DISC and MISC immunoprecipitations

The T-cell line H9 and activated PBLs (20.106 cells per condition) were incubated with 1 µg/ml of APO1-3 or 100 ng/ml cl-CD95L for 15 min at 4°C (0 min) or at 37°C (15 min). Cells were then lysed and CD95 was immunoprecipitated using protein A-sepharose beads (Sigma-Aldrich). To immunoprecipitate the cl-CD95L-induced CD95-containing complex, 1 µg of Apo1-3 was added in the cell lysate and CD95 was immunoprecipitated as previously mentioned. After extensive washing, the immune complex was resolved using a 12% SDS-PAGE.

Immunofluorescence Imaging

Cells were left to adhere 5 min at room temperature to poly-L-Lysine-coated slides and treated with Ig-CD95L or cl-CD95L for indicated times at 37°C. After extensive washing, cells were fixed in PBS containing 4% w/v paraformaldehyde for 15 min. The aldehyde groups were quenched for 10 min using a solution of PBS supplemented with 5% FCS. Cells were incubated with 1 µg/ml of the anti-CD95 mAb (APO1-3) for 30 min at 4°C. Finally, CD95 was revealed using either the Alexa488-conjugated (green) or the Alexa555-conjugated (red) goat anti-mouse antibody (Molecular Probes, Cergy Pontoise, France) in PBS/1% w/v BSA for 30 min at 4°C. Lipid rafts were tagged by FITC-labeled cholera toxin B (CTB). For Orai1 staining, cells were incubated with APO1-3 and 1 µg/ml of the anti-Orai1 mAb in PBS/1% w/v BSA for 60 min at room temperature. CD95 was revealed using secondary Alexa594-coupled goat anti-mouse mAb and Orai1 was observed using Alexa488-conjugated donkey anti-rabbit mAb (Invitrogen, Carlsbad, CA, USA) for 60 min at room temperature. Slides were washed with PBS, dried, and mounted with Fluorescent Mounting Media (Dako, Carpinteria, CA, USA). Images were acquired with a confocal microscope TSC SP5 (Leica, Wetzlar, Germany) with a 63× objective.

In Vitro Motility Assays

Boyden chamber assay.

Boyden chambers (Millipore, Molsheim, France) containing 8 µm pore size positron emission tomograph membranes were cultured in 24-well plates. After hydration of the membranes, 105 cells were added to the top chamber in a low serum (1%)-containing medium. The bottom chamber was filled with low serum (1%)-containing medium in the presence or absence of 100 ng/ml of cl-CD95L. Cells were cultured for 24 h at 37°C in a 5% CO2, humidified incubator. To quantify invasion, cells were removed from the top side of the membrane mechanically using a cotton-tipped swab, and invading cells from the reverse side were fixed with methanol and stained with Giemsa. For each experiment, five representative pictures were taken for each insert, then cells were lyzed and absorbance at 560 nm correlated to the amount of Giemsa stain was measured. For experiments in which cells were incubated with inhibitors, cells were pre-incubated with inhibitors for 30 min prior to addition in the top chamber.

Wound healing assay.

Cells (106) were seeded in a 6-well plate and cultured until confluence. Next, a straight scratch was performed in the monolayer of cells using a pipette tip. Imaging of the two wound edges were performed using the 10× objective. For each condition, images were acquired at five different positions along the scratch and a representative field was depicted.
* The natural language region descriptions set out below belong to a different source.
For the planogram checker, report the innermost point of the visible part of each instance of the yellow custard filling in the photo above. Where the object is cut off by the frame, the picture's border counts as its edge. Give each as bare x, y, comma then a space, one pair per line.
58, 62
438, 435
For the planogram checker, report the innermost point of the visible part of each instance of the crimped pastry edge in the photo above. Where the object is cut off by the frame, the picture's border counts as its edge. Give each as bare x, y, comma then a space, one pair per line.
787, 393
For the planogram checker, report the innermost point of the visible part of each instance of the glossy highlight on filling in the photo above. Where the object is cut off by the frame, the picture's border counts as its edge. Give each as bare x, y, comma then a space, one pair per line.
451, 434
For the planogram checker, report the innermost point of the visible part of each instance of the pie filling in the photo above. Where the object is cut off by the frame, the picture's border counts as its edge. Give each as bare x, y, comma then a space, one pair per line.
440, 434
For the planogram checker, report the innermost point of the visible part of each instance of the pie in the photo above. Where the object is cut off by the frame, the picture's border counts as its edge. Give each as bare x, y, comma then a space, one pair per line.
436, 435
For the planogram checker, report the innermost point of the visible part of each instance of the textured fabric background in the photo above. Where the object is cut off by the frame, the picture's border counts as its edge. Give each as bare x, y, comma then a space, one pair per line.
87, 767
Adhesion and Transendothelial Migration of Activated T-Lymphocytes

Transmigration.

Assays for endothelial transmigration of activated PBLs were performed in Boyden chambers with polycarbonate filters of 8 µm pore size (Costar). Activated T-lymphocytes (2×106) were placed in the upper chamber on a confluent monolayer of HUVEC. 1 ml of serum from either healthy or SLE patients was added in the lower reservoir, and after 24 h, transmigrated cells were counted in the lower reservoir by flow cytometry using a standard of 2.5×104 fluorescent beads (Flow-count, Beckman Coulter).

Adherence.

Determination of T-lymphocyte adherence to endothelial monolayers was performed with a fluorescence multi-well plate reader (Cytifluor, Framingham, MA, USA). Briefly, 2×106 activated T-lymphocytes were added to the upper chamber and 1 ml of different plasma samples in the lower reservoir. Cells were allowed to adhere for 1 h at 37°C and 5% CO2 atmosphere, and after extensive washing with HBSS, cell-associated fluorescence was measured. Results are depicted as relative mean adherence corresponding to the ratio of fluorescence values before and after washing.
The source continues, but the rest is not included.